Specializes in Critical Care, Education.

Time for some 'tough love' my friend. Cut those purse strings & keep her out of your wallets. Let her know exactly what you expect & then stick to it.

I agree with PPs - We managed to 'launch' 2 daughters who now have also completed graduate degrees and are well on their way to successful careers. They have both paid all their own college tuition (undergrad & graduate school) with grants & loans while we provided car insurance & living expenses as long as they were actively enrolled in college.

Just your luck that you're raising an entitled 'rich kid'... LOL - maybe she was switched at birth and there's a hard-working young lady out there in a wealthy family who is your real child. But it is time that she realizes she is not the "lost Hilton". Give her a deadline - when you will cease paying cell phone, gas, car insurance, etc. Expect some tantrums & "I'm moving out". Don't feel guilty, you've done way more than most of us would have.

Best of luck on your nursing education! With any luck, you'll soon have an extra room to use as your study.
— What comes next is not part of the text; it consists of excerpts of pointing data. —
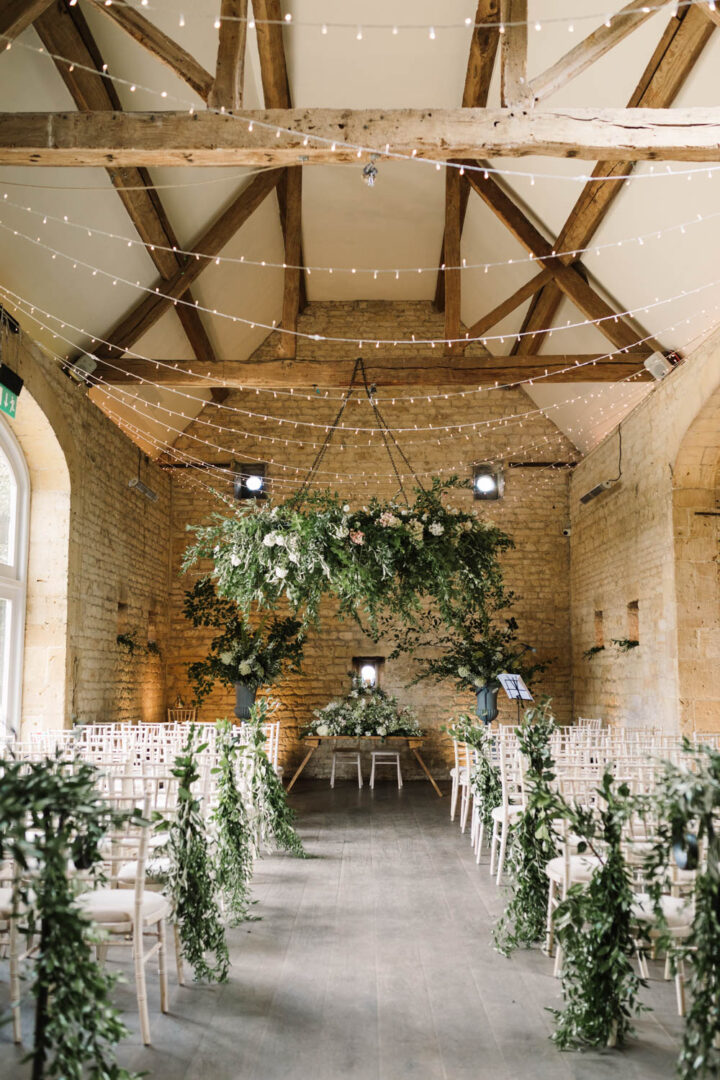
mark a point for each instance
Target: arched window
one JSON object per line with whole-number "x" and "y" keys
{"x": 14, "y": 504}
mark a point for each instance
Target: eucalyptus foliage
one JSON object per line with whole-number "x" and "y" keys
{"x": 485, "y": 780}
{"x": 234, "y": 847}
{"x": 382, "y": 562}
{"x": 689, "y": 813}
{"x": 274, "y": 817}
{"x": 364, "y": 711}
{"x": 255, "y": 656}
{"x": 53, "y": 819}
{"x": 532, "y": 838}
{"x": 191, "y": 881}
{"x": 596, "y": 929}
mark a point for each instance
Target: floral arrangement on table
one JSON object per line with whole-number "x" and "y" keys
{"x": 364, "y": 711}
{"x": 255, "y": 656}
{"x": 385, "y": 564}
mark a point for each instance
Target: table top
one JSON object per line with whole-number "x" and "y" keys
{"x": 410, "y": 740}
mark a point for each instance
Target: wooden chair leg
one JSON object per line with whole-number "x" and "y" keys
{"x": 140, "y": 985}
{"x": 162, "y": 964}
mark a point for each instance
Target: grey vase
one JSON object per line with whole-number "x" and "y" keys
{"x": 487, "y": 702}
{"x": 244, "y": 700}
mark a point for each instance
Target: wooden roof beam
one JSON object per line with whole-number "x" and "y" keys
{"x": 16, "y": 15}
{"x": 572, "y": 284}
{"x": 65, "y": 32}
{"x": 591, "y": 49}
{"x": 102, "y": 139}
{"x": 385, "y": 370}
{"x": 227, "y": 92}
{"x": 148, "y": 311}
{"x": 682, "y": 42}
{"x": 159, "y": 44}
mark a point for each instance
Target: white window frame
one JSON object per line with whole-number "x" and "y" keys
{"x": 13, "y": 584}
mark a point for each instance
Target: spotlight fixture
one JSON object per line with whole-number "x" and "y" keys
{"x": 488, "y": 482}
{"x": 369, "y": 174}
{"x": 143, "y": 488}
{"x": 249, "y": 482}
{"x": 660, "y": 365}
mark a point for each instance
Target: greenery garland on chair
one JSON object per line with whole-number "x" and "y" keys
{"x": 532, "y": 839}
{"x": 275, "y": 818}
{"x": 595, "y": 928}
{"x": 234, "y": 849}
{"x": 51, "y": 818}
{"x": 485, "y": 779}
{"x": 688, "y": 806}
{"x": 191, "y": 878}
{"x": 382, "y": 562}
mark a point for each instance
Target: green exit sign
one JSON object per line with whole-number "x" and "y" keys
{"x": 8, "y": 401}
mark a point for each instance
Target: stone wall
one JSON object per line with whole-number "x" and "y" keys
{"x": 625, "y": 548}
{"x": 98, "y": 563}
{"x": 533, "y": 511}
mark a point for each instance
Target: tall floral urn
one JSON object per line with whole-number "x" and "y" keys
{"x": 487, "y": 702}
{"x": 244, "y": 700}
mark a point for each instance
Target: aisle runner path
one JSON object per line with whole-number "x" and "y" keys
{"x": 372, "y": 961}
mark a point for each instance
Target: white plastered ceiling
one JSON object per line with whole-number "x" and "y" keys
{"x": 395, "y": 225}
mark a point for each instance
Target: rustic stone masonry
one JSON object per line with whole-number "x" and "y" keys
{"x": 533, "y": 512}
{"x": 98, "y": 563}
{"x": 644, "y": 559}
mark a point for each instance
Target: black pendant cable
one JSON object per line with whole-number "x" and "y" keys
{"x": 388, "y": 436}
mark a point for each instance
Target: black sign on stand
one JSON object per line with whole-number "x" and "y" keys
{"x": 516, "y": 690}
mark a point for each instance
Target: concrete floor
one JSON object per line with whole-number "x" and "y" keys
{"x": 372, "y": 961}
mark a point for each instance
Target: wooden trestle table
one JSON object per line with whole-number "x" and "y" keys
{"x": 412, "y": 742}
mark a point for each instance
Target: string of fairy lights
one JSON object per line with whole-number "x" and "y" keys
{"x": 369, "y": 341}
{"x": 361, "y": 150}
{"x": 451, "y": 431}
{"x": 376, "y": 272}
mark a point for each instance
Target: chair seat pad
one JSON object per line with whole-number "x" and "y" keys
{"x": 513, "y": 811}
{"x": 581, "y": 867}
{"x": 118, "y": 905}
{"x": 155, "y": 869}
{"x": 678, "y": 910}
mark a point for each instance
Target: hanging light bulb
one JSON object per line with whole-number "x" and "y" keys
{"x": 369, "y": 174}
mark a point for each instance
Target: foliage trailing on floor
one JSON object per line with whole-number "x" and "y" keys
{"x": 595, "y": 928}
{"x": 382, "y": 563}
{"x": 234, "y": 848}
{"x": 532, "y": 838}
{"x": 191, "y": 879}
{"x": 239, "y": 652}
{"x": 274, "y": 818}
{"x": 688, "y": 809}
{"x": 51, "y": 818}
{"x": 486, "y": 775}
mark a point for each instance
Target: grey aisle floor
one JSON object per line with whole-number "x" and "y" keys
{"x": 372, "y": 960}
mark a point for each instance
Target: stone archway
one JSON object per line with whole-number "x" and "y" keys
{"x": 696, "y": 535}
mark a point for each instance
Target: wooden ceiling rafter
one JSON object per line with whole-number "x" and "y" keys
{"x": 65, "y": 32}
{"x": 568, "y": 278}
{"x": 480, "y": 65}
{"x": 384, "y": 370}
{"x": 677, "y": 53}
{"x": 159, "y": 44}
{"x": 16, "y": 15}
{"x": 165, "y": 295}
{"x": 276, "y": 95}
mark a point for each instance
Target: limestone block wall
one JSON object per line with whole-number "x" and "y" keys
{"x": 533, "y": 511}
{"x": 624, "y": 551}
{"x": 98, "y": 562}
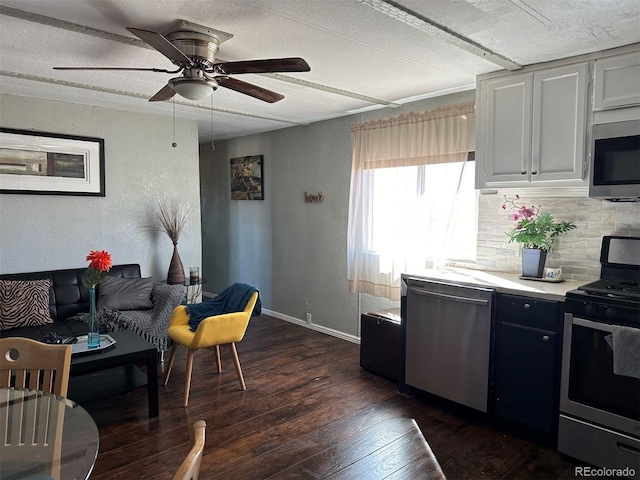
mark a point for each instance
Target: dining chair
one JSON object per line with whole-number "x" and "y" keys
{"x": 26, "y": 365}
{"x": 190, "y": 468}
{"x": 213, "y": 331}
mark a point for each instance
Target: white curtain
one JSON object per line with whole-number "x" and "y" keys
{"x": 443, "y": 135}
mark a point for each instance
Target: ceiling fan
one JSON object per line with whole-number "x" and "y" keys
{"x": 192, "y": 48}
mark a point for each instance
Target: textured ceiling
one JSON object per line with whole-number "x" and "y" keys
{"x": 363, "y": 53}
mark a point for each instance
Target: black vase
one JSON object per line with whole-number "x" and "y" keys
{"x": 533, "y": 261}
{"x": 176, "y": 270}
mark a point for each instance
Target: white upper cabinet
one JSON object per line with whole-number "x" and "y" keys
{"x": 617, "y": 81}
{"x": 531, "y": 128}
{"x": 559, "y": 123}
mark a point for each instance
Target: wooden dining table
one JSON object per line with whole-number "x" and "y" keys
{"x": 44, "y": 436}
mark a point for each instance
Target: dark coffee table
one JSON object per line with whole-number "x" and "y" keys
{"x": 111, "y": 371}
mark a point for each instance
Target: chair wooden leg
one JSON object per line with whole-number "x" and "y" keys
{"x": 218, "y": 362}
{"x": 172, "y": 356}
{"x": 236, "y": 362}
{"x": 188, "y": 381}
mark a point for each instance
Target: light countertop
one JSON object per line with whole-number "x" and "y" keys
{"x": 502, "y": 282}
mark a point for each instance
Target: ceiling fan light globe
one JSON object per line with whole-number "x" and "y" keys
{"x": 193, "y": 89}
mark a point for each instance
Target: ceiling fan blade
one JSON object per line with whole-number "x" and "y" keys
{"x": 162, "y": 70}
{"x": 294, "y": 64}
{"x": 163, "y": 45}
{"x": 165, "y": 93}
{"x": 249, "y": 89}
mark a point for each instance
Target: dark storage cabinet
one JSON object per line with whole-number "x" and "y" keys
{"x": 528, "y": 344}
{"x": 380, "y": 343}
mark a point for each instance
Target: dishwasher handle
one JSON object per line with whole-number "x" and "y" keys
{"x": 445, "y": 296}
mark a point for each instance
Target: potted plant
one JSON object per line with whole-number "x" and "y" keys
{"x": 536, "y": 232}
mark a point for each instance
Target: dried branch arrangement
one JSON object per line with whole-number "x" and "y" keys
{"x": 171, "y": 218}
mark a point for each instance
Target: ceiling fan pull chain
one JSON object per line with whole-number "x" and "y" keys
{"x": 174, "y": 144}
{"x": 213, "y": 147}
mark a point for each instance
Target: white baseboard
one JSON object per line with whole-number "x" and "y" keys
{"x": 313, "y": 326}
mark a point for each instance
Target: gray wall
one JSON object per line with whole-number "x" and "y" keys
{"x": 294, "y": 252}
{"x": 42, "y": 232}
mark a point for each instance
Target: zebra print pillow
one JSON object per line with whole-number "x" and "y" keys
{"x": 24, "y": 303}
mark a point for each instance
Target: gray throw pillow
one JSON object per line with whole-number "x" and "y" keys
{"x": 125, "y": 293}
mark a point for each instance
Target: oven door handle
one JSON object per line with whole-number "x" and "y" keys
{"x": 605, "y": 327}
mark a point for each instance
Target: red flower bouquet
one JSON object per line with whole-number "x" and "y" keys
{"x": 100, "y": 264}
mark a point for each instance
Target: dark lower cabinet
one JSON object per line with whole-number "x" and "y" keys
{"x": 380, "y": 339}
{"x": 526, "y": 375}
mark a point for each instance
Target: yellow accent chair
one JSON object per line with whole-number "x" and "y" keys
{"x": 225, "y": 329}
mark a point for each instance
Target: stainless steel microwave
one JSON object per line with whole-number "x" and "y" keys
{"x": 615, "y": 161}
Thanks HouTx! You said it! By no means is she a lost Hilton!! lol lol I am very excited to start my new venture in life. Can't wait for my study room! Thanks!!

Specializes in Med-Surg/DOU/Ortho/Onc/Rehab/ER/.

You have seem to spoil her so what did u expect?

You may not like it but you will have to show some tough love if you want her to do stuff on her own.

She is an adult. Show her how to be one.

I agree with a lot of what is being said on here.

I just turned 22, I am married with two children. I am 100% on my own. My mom showed me tough love, not because I depended on her, but because it always seemed as though she had better things to do then give me money for school supplies or clothes. I wasn't aloud to have a cell phone until I had a job and could pay for it by myself. I couldn't have a car until I saved up enough money to buy one and had a job to pay for the gas, maintenence, and car insurance. I have been on my own, to fend for myself, since 16 years old. It's time your daughter get her act together, she can do it - she doesn't even have kids to support. Life is BEYOND simple for her at this point.

On the other hand, for some reason, my sister has always been the one who has gotten everything from my mom. And, guess what, at age 24, she is living with her STILL and now has a kid of her own that lives there too. My mom pays for everything. My sister works a few hours on the weekends as a waitress and spends her tip money on clothes, eating out, and other stupid wasteful things. But, the reason my sister is still living there and milking off her is because SHE HAS NEVER HAD TO GO OUT AND FEND FOR HERSELF!!!!!!!!!!!

Don't pay for your daughter's cell phone, car insurance, or any of that crap. If she wants it, she can pay for it herself. Don't let her walk all over you. She will turn out like my sister - 24 (almost 25), still living at home with a kid that my mom now takes care of all the time. If your daughter came home pregnant, you would end up watching it and definitly would never have time to study for nursing school.

PUT YOUR FOOT DOWN!!!!!!!!!!!! You did your time - 18 years - now it's YOU time!!!!!!!!